What is image processing?
Image processing involves carrying out certain operations on an image to enhance that image or to exact some valuable insights or information from it. It is a kind of signal processing where the input is an image and the output is either an image or the characteristics or features associated with that image. Image processing is now a core research area in engineering and computer science disciplines.
The basic steps involved in image processing are:
- Using image acquisition tools to import the image
- Analyzing and manipulating the image
- Generating an output which can be in the form of an altered image or a report based on the analysis of the image.

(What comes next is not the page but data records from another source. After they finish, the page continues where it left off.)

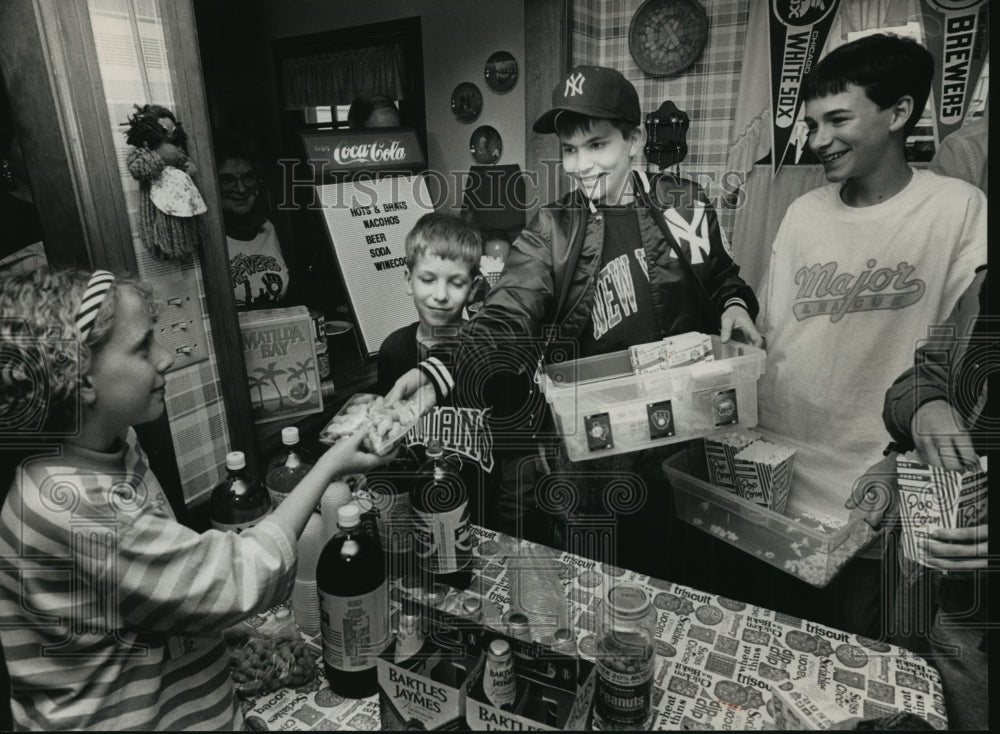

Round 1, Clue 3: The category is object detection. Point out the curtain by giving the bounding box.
[281,45,403,109]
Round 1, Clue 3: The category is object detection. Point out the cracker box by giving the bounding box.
[768,679,844,731]
[705,429,762,492]
[465,631,596,731]
[733,439,795,512]
[896,452,989,565]
[239,306,323,423]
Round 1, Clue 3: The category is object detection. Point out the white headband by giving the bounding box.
[76,270,115,342]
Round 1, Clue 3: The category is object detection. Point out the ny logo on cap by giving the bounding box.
[563,72,587,97]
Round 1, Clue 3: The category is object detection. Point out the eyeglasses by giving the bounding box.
[219,172,259,191]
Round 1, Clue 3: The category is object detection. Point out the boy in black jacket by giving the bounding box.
[389,66,760,576]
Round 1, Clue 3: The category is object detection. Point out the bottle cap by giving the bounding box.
[608,584,650,618]
[462,597,483,615]
[226,451,247,471]
[490,637,510,658]
[337,502,361,528]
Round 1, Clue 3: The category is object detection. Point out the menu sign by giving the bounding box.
[317,176,434,359]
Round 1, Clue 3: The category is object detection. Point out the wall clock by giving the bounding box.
[628,0,708,76]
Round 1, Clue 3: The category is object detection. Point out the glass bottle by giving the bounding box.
[209,451,271,533]
[316,503,390,698]
[411,440,472,589]
[264,426,315,507]
[594,584,656,731]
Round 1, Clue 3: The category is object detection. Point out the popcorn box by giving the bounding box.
[705,429,762,492]
[768,679,844,731]
[733,439,795,512]
[628,331,715,375]
[896,452,989,565]
[465,631,596,731]
[239,306,323,423]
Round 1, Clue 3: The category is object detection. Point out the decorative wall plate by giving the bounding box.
[469,125,503,165]
[628,0,708,76]
[451,82,483,122]
[483,51,517,94]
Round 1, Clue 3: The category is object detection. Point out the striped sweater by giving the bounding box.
[0,429,295,730]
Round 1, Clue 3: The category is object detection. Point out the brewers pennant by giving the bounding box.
[770,0,839,173]
[920,0,990,143]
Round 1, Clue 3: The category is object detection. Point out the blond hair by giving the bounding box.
[406,212,483,277]
[0,268,159,435]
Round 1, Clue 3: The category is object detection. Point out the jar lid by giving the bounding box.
[608,584,650,617]
[490,637,510,658]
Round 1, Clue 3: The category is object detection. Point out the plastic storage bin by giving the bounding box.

The two types of methods that are used for image processing are analog image processing and digital image processing. Analog image processing could be used to process hard copies like printouts and photographs. Here, image analysts employ several fundamentals of interpretation while making use of these visual techniques.

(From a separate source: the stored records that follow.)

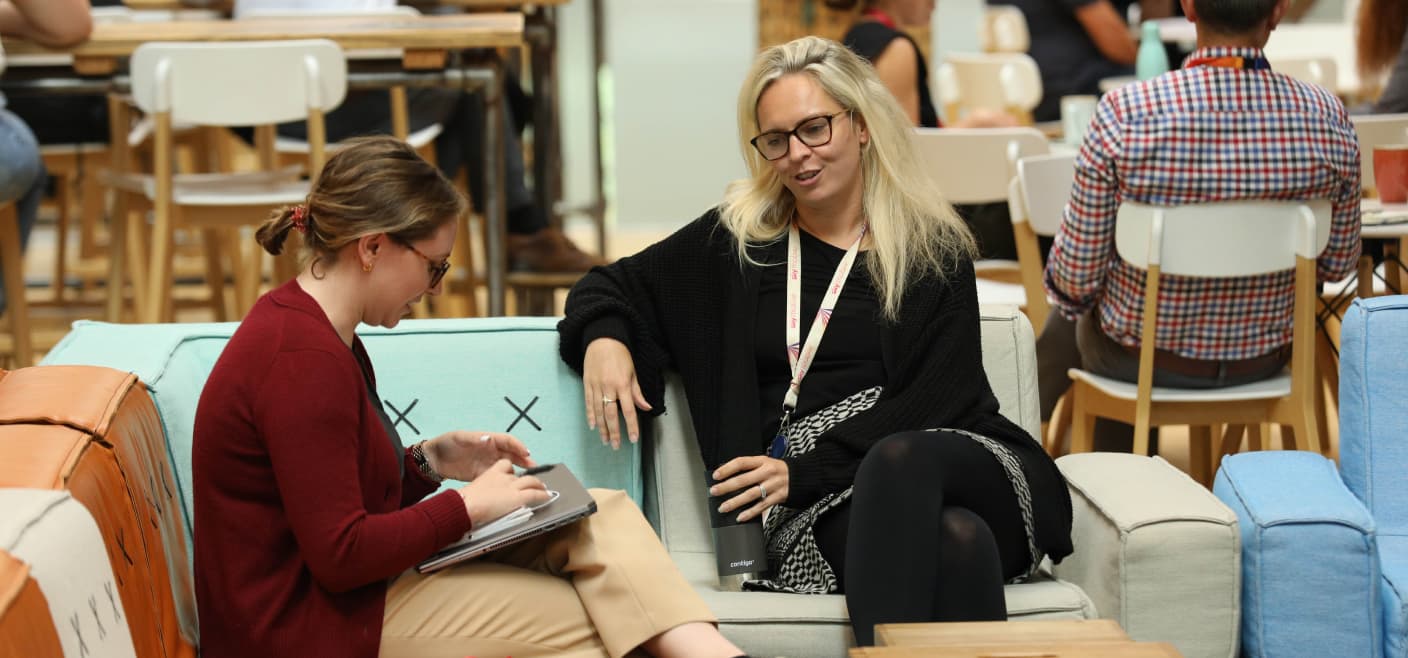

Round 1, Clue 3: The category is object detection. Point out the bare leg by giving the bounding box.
[642,621,743,658]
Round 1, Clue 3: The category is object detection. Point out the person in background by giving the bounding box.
[235,0,604,272]
[558,37,1071,645]
[1354,0,1408,114]
[1036,0,1360,451]
[0,0,93,313]
[191,137,741,658]
[828,0,1018,261]
[988,0,1173,121]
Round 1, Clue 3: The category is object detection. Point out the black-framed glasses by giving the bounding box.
[397,240,449,287]
[749,110,846,161]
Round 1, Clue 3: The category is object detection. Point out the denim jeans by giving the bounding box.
[0,107,45,318]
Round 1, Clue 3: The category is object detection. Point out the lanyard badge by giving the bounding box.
[767,223,869,459]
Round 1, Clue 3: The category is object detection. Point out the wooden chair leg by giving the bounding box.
[0,203,34,368]
[1042,392,1073,459]
[1188,426,1212,486]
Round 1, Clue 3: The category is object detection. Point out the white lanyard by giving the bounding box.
[783,221,867,417]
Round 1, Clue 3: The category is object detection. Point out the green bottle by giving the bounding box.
[1135,21,1169,80]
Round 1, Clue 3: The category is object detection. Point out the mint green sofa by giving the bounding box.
[44,307,1240,658]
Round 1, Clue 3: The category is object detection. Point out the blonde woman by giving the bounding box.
[559,37,1071,645]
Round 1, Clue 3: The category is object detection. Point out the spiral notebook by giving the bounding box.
[415,464,597,573]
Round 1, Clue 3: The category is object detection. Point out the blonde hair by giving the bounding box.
[719,37,977,320]
[255,135,469,265]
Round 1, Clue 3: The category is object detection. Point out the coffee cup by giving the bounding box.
[1374,144,1408,203]
[1060,96,1100,147]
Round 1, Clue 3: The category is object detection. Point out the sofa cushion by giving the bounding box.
[1339,294,1408,535]
[0,550,63,657]
[1212,451,1381,657]
[0,489,137,658]
[44,317,642,540]
[1055,452,1240,657]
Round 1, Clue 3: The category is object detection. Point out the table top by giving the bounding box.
[850,640,1183,658]
[4,13,524,59]
[876,619,1129,647]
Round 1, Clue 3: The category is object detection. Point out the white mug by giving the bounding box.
[1060,96,1100,147]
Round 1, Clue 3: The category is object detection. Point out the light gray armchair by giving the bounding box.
[642,307,1239,658]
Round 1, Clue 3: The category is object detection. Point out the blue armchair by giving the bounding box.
[1212,296,1408,658]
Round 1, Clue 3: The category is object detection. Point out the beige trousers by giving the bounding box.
[382,489,715,658]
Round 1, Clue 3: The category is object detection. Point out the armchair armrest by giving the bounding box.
[1212,451,1384,655]
[1053,452,1240,658]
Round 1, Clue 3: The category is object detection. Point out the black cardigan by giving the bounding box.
[558,209,1071,561]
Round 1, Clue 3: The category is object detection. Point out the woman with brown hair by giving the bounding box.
[191,137,739,658]
[1356,0,1408,114]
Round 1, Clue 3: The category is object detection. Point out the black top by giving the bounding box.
[753,231,884,447]
[558,210,1071,562]
[841,21,939,128]
[987,0,1137,121]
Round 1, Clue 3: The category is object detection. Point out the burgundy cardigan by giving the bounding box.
[191,280,470,658]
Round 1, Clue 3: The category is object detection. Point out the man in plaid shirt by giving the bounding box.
[1038,0,1360,449]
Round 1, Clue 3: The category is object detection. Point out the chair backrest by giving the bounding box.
[1115,199,1331,278]
[1339,294,1408,537]
[1349,113,1408,190]
[914,128,1050,203]
[938,52,1042,121]
[1271,56,1339,93]
[980,4,1032,52]
[1017,154,1076,237]
[131,39,346,125]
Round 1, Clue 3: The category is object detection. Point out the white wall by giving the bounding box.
[600,0,758,230]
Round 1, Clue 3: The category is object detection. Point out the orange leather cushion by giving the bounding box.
[0,366,197,658]
[0,551,63,658]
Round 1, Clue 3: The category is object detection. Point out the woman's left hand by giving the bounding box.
[425,430,538,480]
[708,455,787,523]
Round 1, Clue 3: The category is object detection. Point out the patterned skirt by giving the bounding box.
[743,386,1043,595]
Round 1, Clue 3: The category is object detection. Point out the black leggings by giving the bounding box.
[815,431,1031,647]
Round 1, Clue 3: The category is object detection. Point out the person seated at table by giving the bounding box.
[828,0,1018,261]
[558,37,1071,645]
[1354,0,1408,114]
[235,0,604,272]
[0,0,93,313]
[191,137,741,658]
[1036,0,1360,451]
[987,0,1163,121]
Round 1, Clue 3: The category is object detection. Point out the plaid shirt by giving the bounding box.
[1045,48,1360,359]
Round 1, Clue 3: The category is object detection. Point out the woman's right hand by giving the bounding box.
[582,338,650,449]
[459,459,548,528]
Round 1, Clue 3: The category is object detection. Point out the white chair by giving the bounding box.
[1349,113,1408,193]
[938,52,1042,124]
[980,4,1032,52]
[914,128,1050,306]
[1271,56,1339,93]
[1007,154,1076,333]
[1070,200,1331,485]
[235,4,445,164]
[123,39,346,323]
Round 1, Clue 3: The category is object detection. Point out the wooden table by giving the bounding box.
[850,619,1180,658]
[0,13,524,320]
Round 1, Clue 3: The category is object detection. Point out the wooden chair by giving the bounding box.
[938,52,1042,126]
[1070,200,1331,485]
[979,4,1032,52]
[121,39,346,323]
[0,201,34,368]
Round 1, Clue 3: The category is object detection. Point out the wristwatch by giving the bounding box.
[411,441,445,485]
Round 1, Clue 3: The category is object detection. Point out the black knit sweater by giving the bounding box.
[558,209,1071,561]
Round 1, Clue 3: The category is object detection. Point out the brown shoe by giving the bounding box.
[508,227,605,272]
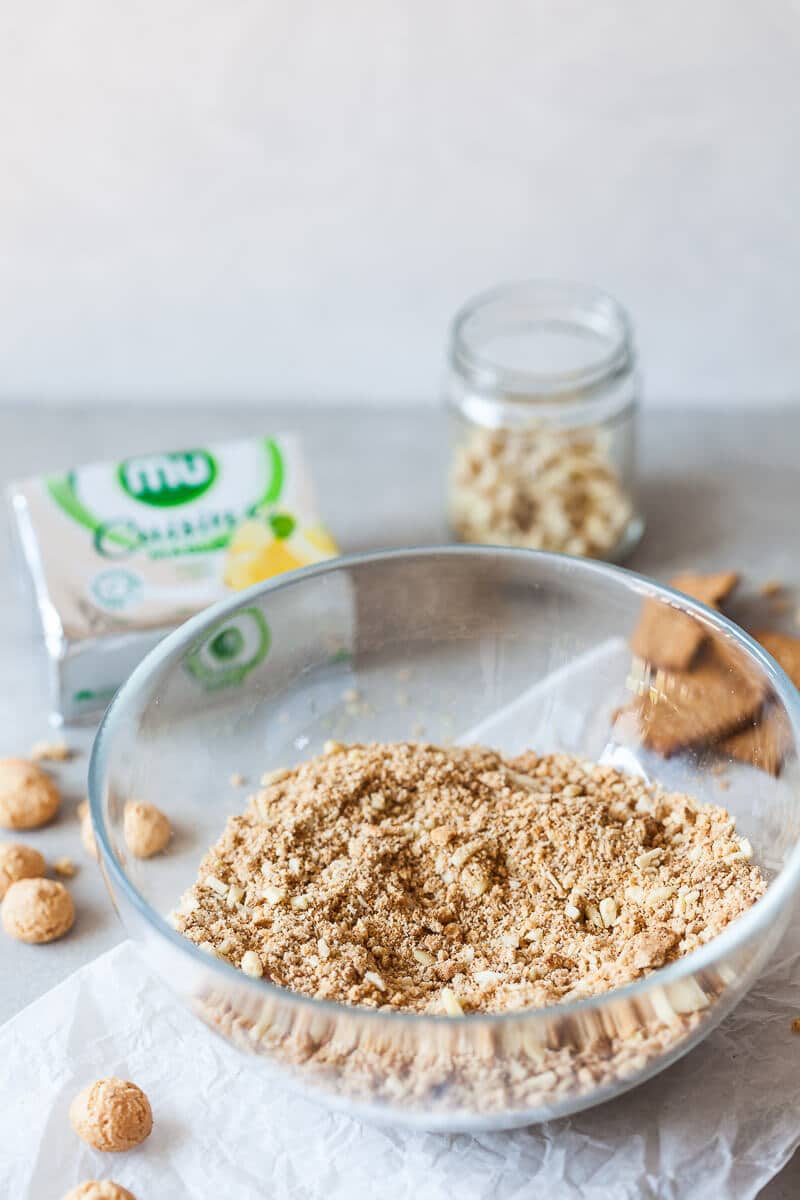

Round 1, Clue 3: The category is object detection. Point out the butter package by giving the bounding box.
[10,434,338,721]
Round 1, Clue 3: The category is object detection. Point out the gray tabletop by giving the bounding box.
[0,404,800,1200]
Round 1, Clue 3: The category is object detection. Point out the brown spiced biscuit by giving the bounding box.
[718,708,792,775]
[624,640,768,757]
[631,571,739,671]
[753,629,800,688]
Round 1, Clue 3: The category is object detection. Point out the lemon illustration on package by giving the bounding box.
[224,512,338,590]
[11,433,338,720]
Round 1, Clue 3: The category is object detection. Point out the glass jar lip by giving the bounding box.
[450,280,636,404]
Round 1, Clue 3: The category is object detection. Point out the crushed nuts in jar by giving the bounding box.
[447,283,643,558]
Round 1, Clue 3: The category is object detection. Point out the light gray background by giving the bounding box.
[0,0,800,405]
[0,406,800,1200]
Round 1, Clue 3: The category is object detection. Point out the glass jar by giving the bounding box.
[447,282,644,560]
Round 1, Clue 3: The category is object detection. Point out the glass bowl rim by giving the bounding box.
[89,545,800,1030]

Digital image processing techniques are used to manipulate digital images with the use of computers. There are three general phases that any type of data has to go through while undergoing digital processing. These are:
- Enhancement and display
- Information extraction
Digital image processing essentially involves processing digital images on a computer by making use of an algorithm. It is a subcategory of digital signal processing and has many advantages over analog image processing. It makes it possible to apply a far wider range of algorithms to the input data and prevent problems like the build-up of noise and distortion in processing. Because images are defined in two or more dimensions, digital image processing can be modeled in the form of a multidimensional system.
What are the main objectives of image processing?
The main objective of image processing is to transform an image into digital form and perform certain operations on it in order to obtain specific models or to extract useful information from the image.
Some of the common purposes for which image processing is used are:
- Visualizing: This involves processing images that have been captured on a camera to enhance the image or to manipulate them in a manner to achieve a better result. This could involve zooming, upscaling, blurring, sharpening, grayscale to color conversion, detecting edges, image retrieval, and image recognition.
- Image sharpening and restoration: This is essentially the enhancement of noisy images.
- Image retrieval: This refers to high-resolution image search.
- Pattern recognition: This involves defining various objects in an image.
- Image recognition: This involves detecting objects in an image.
Why image processing is needed?
Image processing is generally considered to be arbitrarily manipulating images for the sake of aesthetics or to support a preferred reality. But, a more accurate way to look at it would be to call it a way to translate between the human visual system and digital imaging devices since the human visual system does not perceive the world in the way digital detectors do. The digital detectors impose additional noise and bandwidth restrictions.
Image processing is required to be carried out in a scientific manner so that other people can replicate and validate your results.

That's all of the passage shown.